Mis à jour le 8 janvier 2026 à 20:56
L’avocate d’une plaignante de Gérard Miller, le médiatique psychanalyste accusé de viol, est revenue sur l'affaire ce jeudi 22 février sur le plateau de Touche pas à mon poste!.

Mercredi 21 février, le célèbre psychanalyste est visé par une troisième plainte pour "viol". Selon cette plainte déposée contre "X", les faits reprochés sont imputables au célèbre psychanalyste. La plaignante, Aude G., est âgée de 39 ans et exerce en tant que psychanalyste. D’après son avocate Me Marie-Paule Pioli, la plaignante avait 17 ans et le psychanalyste 53 ans. Les faits se seraient déroulés entre novembre et décembre 2001 et "ne sont pas prescrits".

Dans des enquêtes menées par le magazine Elle et le site d’investigation Mediapart, parues fin janvier et début février, plusieurs femmes accusent l’ex chroniqueur de Laurent Ruquier dans On a tout essayé d’agressions sexuelles et de viols, notamment lors de séances d’hypnose. Pour l’heure, le thérapeute confirme avoir eu des relations avec ces femmes mais conteste fermement leurs accusations.

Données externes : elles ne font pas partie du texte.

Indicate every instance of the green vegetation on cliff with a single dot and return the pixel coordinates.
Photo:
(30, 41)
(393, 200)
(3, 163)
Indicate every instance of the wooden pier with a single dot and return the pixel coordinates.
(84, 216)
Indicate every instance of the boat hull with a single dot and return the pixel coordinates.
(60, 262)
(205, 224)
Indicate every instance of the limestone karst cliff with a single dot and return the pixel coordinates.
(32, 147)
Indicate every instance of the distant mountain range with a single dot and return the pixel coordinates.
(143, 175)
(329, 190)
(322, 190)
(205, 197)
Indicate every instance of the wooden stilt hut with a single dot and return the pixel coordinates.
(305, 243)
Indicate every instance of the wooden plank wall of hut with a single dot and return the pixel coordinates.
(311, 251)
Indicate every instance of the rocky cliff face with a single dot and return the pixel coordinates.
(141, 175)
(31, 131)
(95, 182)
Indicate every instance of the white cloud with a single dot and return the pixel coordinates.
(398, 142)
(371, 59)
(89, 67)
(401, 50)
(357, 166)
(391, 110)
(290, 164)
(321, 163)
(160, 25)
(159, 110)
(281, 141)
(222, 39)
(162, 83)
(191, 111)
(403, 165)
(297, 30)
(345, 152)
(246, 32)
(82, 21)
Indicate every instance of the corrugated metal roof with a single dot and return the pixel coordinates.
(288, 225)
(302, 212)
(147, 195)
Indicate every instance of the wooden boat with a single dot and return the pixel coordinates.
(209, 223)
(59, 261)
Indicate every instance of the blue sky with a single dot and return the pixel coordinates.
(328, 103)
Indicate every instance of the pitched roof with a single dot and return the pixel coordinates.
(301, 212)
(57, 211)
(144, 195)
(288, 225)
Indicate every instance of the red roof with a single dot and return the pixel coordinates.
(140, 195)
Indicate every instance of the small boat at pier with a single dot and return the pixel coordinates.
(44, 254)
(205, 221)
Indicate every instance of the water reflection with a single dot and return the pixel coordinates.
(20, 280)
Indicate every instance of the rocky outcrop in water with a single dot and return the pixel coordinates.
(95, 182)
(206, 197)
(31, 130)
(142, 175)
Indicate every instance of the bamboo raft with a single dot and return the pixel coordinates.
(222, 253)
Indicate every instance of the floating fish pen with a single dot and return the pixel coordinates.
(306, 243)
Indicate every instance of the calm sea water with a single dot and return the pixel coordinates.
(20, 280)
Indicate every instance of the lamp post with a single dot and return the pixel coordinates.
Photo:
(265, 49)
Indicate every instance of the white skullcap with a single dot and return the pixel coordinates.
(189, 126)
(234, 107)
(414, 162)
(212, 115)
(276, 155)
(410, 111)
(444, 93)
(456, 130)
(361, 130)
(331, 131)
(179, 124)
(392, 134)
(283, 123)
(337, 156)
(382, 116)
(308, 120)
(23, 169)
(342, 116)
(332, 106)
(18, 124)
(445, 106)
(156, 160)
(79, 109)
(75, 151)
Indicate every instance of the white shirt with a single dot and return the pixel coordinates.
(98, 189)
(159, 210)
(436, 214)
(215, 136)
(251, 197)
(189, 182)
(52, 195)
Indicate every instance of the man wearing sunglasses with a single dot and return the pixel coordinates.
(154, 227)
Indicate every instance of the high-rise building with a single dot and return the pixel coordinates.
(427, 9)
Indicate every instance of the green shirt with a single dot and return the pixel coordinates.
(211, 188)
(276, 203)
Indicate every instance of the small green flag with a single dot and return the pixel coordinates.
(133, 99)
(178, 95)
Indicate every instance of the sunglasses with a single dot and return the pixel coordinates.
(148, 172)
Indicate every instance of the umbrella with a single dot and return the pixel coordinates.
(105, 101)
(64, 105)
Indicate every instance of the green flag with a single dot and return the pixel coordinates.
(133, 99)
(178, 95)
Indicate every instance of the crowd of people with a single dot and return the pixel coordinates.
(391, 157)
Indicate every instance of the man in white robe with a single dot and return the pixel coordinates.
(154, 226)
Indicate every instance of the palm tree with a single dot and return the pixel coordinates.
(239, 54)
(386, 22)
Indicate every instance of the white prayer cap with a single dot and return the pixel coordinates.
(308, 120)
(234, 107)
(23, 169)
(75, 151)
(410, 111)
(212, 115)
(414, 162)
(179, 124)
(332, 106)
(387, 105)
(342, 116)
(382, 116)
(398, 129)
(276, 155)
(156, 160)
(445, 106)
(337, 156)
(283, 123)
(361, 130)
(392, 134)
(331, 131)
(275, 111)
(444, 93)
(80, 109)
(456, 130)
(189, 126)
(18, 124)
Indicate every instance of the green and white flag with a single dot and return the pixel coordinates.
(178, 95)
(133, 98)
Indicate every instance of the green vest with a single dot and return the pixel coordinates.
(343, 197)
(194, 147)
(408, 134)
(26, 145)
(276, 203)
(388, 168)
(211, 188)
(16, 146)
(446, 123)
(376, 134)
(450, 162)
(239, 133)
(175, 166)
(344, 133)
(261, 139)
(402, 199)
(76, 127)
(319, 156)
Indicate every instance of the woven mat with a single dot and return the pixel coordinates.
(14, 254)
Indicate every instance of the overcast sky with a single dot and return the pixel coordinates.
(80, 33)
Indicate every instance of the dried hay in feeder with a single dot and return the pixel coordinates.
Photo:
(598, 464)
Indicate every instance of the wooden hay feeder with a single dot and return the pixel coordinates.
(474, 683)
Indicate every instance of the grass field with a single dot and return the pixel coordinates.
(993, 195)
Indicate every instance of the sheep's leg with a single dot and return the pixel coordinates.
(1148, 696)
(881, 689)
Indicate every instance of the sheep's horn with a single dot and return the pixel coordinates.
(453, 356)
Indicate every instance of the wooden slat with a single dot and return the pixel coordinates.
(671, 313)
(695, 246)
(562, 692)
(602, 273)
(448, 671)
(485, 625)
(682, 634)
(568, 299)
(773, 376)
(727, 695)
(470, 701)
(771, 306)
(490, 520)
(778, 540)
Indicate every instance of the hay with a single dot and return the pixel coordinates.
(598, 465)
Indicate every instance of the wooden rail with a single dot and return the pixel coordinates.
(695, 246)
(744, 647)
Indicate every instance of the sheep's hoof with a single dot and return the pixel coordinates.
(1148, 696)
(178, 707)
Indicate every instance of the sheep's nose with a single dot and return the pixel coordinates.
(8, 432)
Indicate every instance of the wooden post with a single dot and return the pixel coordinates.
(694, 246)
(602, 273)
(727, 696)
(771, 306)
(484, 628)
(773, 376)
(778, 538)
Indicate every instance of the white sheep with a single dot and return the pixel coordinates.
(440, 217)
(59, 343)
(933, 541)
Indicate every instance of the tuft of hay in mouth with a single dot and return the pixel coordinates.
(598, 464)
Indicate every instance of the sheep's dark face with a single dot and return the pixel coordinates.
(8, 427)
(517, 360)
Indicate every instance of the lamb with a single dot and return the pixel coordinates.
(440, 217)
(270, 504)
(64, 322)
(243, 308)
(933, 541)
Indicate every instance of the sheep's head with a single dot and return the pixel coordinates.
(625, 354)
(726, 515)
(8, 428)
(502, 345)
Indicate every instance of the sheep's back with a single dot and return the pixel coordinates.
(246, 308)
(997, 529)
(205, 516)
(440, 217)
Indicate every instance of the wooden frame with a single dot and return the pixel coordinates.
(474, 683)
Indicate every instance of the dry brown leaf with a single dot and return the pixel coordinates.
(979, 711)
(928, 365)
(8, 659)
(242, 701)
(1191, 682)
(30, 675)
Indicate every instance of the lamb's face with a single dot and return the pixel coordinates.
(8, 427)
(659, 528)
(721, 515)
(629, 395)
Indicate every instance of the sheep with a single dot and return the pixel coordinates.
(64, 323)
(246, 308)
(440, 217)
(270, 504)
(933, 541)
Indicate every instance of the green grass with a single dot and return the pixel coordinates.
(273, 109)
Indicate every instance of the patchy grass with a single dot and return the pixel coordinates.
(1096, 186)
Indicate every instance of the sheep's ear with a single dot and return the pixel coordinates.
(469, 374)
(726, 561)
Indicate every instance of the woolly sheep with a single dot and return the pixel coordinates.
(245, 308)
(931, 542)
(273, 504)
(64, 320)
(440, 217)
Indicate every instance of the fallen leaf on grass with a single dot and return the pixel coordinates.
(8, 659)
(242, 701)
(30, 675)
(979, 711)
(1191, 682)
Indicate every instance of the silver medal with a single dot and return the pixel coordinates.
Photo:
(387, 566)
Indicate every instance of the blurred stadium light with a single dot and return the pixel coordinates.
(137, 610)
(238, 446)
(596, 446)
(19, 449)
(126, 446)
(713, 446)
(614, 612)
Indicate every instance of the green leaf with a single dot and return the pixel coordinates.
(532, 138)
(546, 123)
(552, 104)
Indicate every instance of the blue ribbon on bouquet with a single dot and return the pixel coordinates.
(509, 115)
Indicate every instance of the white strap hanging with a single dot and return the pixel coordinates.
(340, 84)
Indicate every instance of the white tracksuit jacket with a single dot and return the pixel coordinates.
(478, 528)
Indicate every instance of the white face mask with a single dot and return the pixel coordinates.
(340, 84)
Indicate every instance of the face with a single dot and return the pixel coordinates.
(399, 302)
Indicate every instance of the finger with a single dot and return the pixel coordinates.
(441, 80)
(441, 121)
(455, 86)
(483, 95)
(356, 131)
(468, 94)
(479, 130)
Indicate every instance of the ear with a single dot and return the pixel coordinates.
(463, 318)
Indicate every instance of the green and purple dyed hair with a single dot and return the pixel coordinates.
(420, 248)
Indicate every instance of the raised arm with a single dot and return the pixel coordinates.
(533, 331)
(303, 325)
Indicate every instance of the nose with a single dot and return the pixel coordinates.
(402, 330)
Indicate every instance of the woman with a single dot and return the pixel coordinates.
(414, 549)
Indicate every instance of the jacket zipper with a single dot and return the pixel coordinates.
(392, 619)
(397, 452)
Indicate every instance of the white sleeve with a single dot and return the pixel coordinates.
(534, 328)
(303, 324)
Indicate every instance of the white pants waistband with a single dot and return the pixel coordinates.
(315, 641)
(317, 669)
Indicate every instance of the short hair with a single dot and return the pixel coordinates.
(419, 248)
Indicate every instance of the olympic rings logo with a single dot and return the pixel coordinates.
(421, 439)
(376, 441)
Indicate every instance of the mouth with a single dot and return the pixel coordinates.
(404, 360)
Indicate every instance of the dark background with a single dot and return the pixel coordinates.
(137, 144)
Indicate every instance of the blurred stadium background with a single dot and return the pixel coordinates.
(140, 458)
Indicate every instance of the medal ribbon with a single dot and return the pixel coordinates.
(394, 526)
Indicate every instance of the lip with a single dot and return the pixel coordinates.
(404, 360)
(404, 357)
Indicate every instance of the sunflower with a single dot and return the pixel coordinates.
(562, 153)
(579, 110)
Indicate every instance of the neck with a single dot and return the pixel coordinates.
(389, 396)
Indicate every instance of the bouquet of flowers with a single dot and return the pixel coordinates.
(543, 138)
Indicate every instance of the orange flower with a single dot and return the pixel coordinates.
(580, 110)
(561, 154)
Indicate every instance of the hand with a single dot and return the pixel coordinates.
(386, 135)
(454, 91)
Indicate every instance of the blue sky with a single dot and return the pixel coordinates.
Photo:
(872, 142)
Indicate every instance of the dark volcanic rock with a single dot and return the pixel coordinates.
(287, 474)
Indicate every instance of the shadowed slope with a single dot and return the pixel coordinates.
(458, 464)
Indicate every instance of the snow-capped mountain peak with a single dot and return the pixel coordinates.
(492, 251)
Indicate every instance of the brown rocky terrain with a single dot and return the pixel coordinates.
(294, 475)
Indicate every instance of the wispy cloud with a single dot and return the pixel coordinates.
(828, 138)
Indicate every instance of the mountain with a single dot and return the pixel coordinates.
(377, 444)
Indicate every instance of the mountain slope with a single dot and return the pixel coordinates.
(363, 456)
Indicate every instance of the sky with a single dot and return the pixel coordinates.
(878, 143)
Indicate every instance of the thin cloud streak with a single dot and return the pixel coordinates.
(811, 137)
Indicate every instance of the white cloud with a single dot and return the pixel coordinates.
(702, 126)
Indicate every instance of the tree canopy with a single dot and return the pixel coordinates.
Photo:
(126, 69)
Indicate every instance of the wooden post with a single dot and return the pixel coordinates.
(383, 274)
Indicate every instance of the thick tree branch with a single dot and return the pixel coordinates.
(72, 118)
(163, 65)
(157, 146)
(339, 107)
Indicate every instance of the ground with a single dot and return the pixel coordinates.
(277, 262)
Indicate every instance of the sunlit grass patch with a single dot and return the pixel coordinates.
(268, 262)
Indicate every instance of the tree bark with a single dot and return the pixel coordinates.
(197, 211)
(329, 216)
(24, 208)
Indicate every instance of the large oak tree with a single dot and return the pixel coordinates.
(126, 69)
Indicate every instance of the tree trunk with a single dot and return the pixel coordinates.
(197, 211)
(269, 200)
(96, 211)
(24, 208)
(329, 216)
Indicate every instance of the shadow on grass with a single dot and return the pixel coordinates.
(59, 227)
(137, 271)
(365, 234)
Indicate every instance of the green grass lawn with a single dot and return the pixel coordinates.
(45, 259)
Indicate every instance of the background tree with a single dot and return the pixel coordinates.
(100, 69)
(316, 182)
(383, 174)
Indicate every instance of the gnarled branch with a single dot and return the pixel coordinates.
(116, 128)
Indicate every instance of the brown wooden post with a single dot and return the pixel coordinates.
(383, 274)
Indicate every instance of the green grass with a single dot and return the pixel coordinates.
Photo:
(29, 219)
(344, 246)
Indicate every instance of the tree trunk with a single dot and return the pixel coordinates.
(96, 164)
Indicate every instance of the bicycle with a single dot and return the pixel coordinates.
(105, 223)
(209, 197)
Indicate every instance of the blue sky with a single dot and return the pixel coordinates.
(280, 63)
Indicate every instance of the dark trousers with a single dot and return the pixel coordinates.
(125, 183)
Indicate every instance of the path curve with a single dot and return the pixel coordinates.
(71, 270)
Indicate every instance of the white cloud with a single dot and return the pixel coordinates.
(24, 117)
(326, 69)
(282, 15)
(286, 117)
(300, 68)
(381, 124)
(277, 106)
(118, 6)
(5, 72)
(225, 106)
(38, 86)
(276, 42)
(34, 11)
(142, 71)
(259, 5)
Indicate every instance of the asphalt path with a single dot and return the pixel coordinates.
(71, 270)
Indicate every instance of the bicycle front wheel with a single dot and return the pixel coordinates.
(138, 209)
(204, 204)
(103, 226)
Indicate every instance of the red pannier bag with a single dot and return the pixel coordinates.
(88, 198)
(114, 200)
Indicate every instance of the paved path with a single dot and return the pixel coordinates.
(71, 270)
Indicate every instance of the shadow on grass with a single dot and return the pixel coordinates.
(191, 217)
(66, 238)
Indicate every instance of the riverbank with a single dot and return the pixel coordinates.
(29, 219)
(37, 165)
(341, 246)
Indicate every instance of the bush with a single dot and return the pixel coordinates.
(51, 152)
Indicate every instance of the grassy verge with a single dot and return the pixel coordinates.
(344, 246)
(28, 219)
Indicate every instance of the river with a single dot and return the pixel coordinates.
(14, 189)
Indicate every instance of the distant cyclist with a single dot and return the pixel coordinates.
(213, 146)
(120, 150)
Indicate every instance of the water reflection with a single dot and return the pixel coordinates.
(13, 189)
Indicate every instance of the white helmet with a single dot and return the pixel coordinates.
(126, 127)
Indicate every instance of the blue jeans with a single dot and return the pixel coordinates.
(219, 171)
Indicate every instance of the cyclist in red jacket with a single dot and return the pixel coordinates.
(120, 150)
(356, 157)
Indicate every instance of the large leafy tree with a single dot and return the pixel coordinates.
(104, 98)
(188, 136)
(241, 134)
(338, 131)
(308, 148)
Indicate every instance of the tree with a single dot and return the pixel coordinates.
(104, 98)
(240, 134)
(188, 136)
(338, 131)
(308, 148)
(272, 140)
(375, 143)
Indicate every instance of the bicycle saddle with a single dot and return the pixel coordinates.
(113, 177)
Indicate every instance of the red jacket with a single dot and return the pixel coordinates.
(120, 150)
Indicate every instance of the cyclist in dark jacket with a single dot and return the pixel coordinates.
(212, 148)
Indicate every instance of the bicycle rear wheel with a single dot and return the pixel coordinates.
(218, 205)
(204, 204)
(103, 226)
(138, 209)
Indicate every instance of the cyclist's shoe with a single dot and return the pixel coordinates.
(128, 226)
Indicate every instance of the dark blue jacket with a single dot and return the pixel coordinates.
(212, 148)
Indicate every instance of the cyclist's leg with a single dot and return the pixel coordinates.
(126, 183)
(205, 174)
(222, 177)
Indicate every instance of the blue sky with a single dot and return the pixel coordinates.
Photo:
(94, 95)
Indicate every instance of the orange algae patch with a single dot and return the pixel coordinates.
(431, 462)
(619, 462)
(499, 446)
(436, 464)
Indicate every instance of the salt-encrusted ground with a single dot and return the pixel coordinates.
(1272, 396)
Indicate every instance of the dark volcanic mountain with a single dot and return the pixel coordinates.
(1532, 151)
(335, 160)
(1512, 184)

Ce jeudi 22 février, Me Marie-Paule Pioli, l’avocate de la victime présumée, était l’invitée de Cyril Hanouna dans Touche pas à mon poste!. "Je reçois énormément de témoignages, de messages, qui me disent : ‘C’était connu de tous’ et bizarrement ça sort maintenant quand Gérard Miller n’est plus à la télé, n’est plus à LFI…", a questionné Cyril Hanouna. "C’est le même phénomène qua dans le cinéma. Maintenant la parole se libère à tous les niveaux. Gérard Miller n’est pas dans une situation intense de faiblesse, on ne peut pas dire qu’on profite de sa faiblesse. Vous avez même une réaction d’Isabelle Alonso qui dit : ‘tout le monde le savait’", a rétorqué Me Marie-Paule Pioli.

"Tout le monde savait quoi?", a alors insisté Cyril Hanouna. "Tout le monde savait que dans le public, il cherchait les femmes très jeunes et qu’il les invitait ensuite à reprendre contact, à les voir, etc Cette cible-là, tout le monde le savait. A l’époque, il y avait déjà un embryon de défense des femmes représenté par Isabelle Alonso qui était Chienne de garde. Moi, je ne sais pas qui elle a gardé mais en tout cas jusqu’à présent, c’est le silence", s’est désolée l’avocate. "On tombe des nues, moi je ne le connais pas du tout", a conclu Cyril Hanouna ajoutant tout de même qu’il n’était pas fan de lui pour son côté "donneur de leçons".